BEIJING, Dec 11 (Reuters) - Copper outperformed its base metal peers with a price gain of more than 1% on Thursday, supported by a softer dollar after the U.S. Federal Reserve cut interest rates.

The most-traded copper contract on the Shanghai Futures Exchange climbed 1.17% to 92,730 yuan ($13,133.07) per metric ton by 0203 GMT, trading close to the record high of 93,300 yuan hit on December 8.

Benchmark three-month copper on the London Metal Exchange advanced 1.33% to $11,710 per ton. It hit an all-time high of $11,771 on December 8.

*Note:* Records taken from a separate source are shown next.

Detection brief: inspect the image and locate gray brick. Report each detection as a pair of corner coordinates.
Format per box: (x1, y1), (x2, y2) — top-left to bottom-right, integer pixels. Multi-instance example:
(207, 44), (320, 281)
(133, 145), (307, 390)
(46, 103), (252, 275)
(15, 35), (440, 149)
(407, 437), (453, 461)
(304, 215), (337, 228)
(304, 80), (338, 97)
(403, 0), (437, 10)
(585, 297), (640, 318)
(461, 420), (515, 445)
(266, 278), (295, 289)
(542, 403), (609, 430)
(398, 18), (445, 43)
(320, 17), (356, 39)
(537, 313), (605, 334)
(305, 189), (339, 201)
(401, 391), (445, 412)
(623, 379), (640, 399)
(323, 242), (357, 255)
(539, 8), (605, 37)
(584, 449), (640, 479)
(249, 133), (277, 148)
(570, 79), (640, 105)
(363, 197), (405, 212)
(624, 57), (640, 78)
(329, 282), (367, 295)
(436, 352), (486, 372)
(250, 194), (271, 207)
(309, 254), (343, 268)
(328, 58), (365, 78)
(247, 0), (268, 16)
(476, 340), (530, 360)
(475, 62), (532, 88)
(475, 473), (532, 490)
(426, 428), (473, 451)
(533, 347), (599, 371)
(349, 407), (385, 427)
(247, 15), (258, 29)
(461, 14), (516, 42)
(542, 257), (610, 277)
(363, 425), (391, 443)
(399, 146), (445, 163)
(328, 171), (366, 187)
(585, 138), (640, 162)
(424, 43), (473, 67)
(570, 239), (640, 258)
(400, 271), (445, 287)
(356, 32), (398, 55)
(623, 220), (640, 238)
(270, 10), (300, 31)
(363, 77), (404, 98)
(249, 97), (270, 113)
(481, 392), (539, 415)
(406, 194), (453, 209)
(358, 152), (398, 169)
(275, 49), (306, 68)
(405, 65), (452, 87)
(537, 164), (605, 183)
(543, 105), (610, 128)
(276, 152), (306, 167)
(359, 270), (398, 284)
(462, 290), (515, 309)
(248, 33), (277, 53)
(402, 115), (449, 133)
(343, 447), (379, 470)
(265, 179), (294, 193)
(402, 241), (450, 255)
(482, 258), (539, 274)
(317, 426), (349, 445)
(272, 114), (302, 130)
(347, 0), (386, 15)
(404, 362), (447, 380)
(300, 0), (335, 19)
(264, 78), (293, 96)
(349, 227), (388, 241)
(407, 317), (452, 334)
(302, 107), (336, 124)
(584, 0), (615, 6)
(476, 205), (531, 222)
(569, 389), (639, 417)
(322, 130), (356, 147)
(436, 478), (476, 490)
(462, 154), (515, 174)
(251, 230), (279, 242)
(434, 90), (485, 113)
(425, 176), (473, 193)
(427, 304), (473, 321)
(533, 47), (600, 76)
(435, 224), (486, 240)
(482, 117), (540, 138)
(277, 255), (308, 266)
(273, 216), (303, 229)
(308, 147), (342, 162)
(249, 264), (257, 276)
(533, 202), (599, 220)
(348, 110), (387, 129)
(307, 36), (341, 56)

The dollar eased after the Fed trimmed policy rate by a quarter of a percentage point on Wednesday, widely in line with expectations.

A softer U.S. currency makes dollar-priced commodities cheaper for buyers using other currencies.

The Fed also said it would start buying short-dated government bonds from Friday to help manage market liquidity levels to ensure the central bank retains firm control over its interest rate target system.

"It's not just the rate cut, but the Fed's stance of balance sheet expansion that bolstered copper prices," said Xiao Jing, a Beijing-based analyst at broker SDIC Futures.

"Investors will continue to digest the theme in the short term."

Underpinning prices was also lower copper output from Chilean state-run miner Codelco.

Aluminium similarly posted gains as global aluminium producers sought premiums of $190-$203 per ton from Japanese buyers for January-March primary metal shipments, up 121%-136% from the current quarter.

SHFE and LME benchmarks climbed 0.55% and 0.66%, respectively.

SHFE nickel nudged down 0.09%, lead gained 0.7%, tin jumped 1.14% and zinc was flat.

Other LME metals broadly gained. Nickel added 0.6%, lead advanced 0.7%, tin climbed 1.11% and zinc rose 0.65%.